Bortone partecipò anche, sia pure indirettamente, con un proprio contributo, all’asta di beneficenza che fu organizzata a Lecce nel giugno del 1916, quindi in piena guerra mondiale, dal Comitato per l’Assistenza civile. Alla Lotteria, organizzata dal Comitato di Assistenza, pervenne una sua opera, il busto in bronzo di Cicerone, insieme a quelle di altri artisti, come Michele Massari, Agesilao Flora, Paolo Emilio Stasi, che donarono loro quadri, così come fecero Giovanni Lazzaretti, Egidio Lanoce, ecc.[24]. Nel 1926, nel Cimitero nuovo di Lecce, si deve sempre al Bortone il monumento al sottotenente Francesco De Simone, morto il 30 giugno 1915 a Podgora di Gorizia, medaglia d’argento al valore militare, come si legge nella lastra in marmo bianco di Carrara che si trova ai piedi della statua[25]. Al 1926 risale anche l’inaugurazione della grande targa in memoria degli alunni dell’Istituto Tecnico Costa di Lecce caduti nel conflitto. La targa in marmo reca tutti i nominativi degli studenti, ben 92, dei quali alcuni vennero decorati con medaglia d’argento e con medaglia di bronzo. Il testo è scritto dal prof. Brizio De Santis, all’epoca Preside dell’Istituto. Nel 1924, in occasione del Cinquantenario del prestigioso Collegio Argento, l’istituto dei Gesuiti leccesi, venne scoperta una lapide dedicata a tutti i caduti in guerra ex alunni del Collegio, come riportato dagli organi di stampa dell’epoca. In quella solenne occasione, la salma di Padre Argento, grazie all’opera infaticabile del Rettore P. Giovanni Barrella, venne traslata dal Cimitero di Lecce alla Cappella dell’Istituto e fu anche inaugurato il busto del fondatore, opera di Antonio Bortone; nel locale d’ingresso venne apposta una targa ricordo con il testo di Brizio De Santis, Preside dell’Istituto Tecnico di Lecce e che già era stato allievo dell’Argento presso il Regio Liceo San Giuseppe[26]. La targa in memoria degli ex allievi venne poi rimossa durante i lavori di trasformazione del Collegio Argento in sede della Biblioteca Provinciale fra la fine degli anni Sessanta e i primi anni Settanta del Novecento. Di essa si perse da allora ogni traccia[27].

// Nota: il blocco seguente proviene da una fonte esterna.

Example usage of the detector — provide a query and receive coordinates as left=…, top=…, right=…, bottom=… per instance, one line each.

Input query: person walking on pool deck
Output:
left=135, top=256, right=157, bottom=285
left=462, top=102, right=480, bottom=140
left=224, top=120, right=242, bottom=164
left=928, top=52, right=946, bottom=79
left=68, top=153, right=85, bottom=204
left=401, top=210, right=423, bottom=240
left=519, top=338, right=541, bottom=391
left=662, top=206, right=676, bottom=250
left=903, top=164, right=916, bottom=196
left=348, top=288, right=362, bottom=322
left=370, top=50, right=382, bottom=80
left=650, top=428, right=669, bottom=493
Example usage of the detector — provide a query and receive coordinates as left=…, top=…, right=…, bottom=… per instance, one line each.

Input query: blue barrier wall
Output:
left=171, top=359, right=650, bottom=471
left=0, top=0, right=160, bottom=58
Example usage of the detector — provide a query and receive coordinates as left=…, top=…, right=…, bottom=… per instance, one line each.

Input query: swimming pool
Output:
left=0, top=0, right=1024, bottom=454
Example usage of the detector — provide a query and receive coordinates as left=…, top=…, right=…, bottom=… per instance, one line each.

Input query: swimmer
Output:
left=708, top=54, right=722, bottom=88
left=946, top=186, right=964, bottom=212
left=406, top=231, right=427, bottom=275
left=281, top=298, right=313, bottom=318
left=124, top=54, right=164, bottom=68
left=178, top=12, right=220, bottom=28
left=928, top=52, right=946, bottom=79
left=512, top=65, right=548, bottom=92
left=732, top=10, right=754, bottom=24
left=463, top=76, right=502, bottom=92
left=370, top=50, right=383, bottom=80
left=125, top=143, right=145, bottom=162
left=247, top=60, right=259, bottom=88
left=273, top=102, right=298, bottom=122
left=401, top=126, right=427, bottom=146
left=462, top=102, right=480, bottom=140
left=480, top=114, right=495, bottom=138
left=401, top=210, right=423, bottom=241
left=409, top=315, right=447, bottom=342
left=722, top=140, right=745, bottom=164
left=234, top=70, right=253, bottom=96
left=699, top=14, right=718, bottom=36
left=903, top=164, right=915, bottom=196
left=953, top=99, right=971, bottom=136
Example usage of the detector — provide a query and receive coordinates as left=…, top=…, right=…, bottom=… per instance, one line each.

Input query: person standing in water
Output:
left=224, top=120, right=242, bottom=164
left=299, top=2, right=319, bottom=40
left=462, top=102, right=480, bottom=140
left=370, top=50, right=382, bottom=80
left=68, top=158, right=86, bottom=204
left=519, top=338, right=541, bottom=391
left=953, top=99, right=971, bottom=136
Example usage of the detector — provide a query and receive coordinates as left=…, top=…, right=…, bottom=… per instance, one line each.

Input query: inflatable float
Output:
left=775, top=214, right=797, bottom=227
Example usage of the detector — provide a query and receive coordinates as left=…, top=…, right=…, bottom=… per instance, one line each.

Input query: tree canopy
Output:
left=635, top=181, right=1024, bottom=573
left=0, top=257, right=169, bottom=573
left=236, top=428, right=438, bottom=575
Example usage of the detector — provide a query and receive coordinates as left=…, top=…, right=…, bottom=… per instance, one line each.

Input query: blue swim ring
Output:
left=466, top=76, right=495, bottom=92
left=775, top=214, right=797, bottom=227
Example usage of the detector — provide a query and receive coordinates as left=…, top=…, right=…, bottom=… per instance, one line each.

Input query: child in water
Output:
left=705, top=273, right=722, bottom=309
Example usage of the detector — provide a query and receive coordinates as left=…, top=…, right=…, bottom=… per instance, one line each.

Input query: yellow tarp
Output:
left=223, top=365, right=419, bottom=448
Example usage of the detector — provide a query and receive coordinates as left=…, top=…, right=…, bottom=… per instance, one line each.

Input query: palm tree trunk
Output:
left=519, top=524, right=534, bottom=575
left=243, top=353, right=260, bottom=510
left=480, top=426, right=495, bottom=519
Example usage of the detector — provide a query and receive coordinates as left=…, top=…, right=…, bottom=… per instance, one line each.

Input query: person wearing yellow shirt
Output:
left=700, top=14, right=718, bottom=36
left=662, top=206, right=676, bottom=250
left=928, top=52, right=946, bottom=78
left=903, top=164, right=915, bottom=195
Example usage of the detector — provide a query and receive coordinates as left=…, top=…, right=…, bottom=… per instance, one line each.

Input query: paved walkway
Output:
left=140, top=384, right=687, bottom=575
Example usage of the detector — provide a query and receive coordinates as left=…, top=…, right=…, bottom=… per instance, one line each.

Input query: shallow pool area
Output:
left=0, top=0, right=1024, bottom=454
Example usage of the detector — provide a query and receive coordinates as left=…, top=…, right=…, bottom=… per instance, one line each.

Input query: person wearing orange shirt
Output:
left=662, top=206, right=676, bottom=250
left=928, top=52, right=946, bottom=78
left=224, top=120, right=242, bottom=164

Bortone venne anche coinvolto, insieme a Eugenio Maccagnani, nella realizzazione del Monumento ai Caduti voluto dall’Amministrazione Comunale di Lecce nell’allora Piazza Libertini (oggi Piazza D’Italia), sostenuto da un Comitato promotore presieduto dal Principe Sebastiano Apostolico Orsini Ducas e inaugurato nel 1928. Tuttavia, il ruffanese rinunciò all’incarico, sicché l’imponente opera venne realizzata dal solo Maccagnani, al quale Bortone non mancò di esprimere vive felicitazioni per il brillante risultato ottenuto. Per altro, Bortone era grande amico del Maccagnani con il quale aveva condiviso gli anni del praticantato a Lecce, quand’erano allievi entrambi del maestro cartapestaio Antonio Maccagnani[28]. Bortone ammirava, ricambiato, il talento del collega di diversi anni più giovane, al di là della rivalità fra i due grandi artisti: rivalità, più presunta che vera, attribuita loro per via della mancata assegnazione al Bortone della realizzazione a Lecce del Monumento al Re Vittorio Emanuele II, nel 1880, affidata invece dal Comitato Promotore al Maccagnani, il cui bozzetto venne ritenuto più convincente[29].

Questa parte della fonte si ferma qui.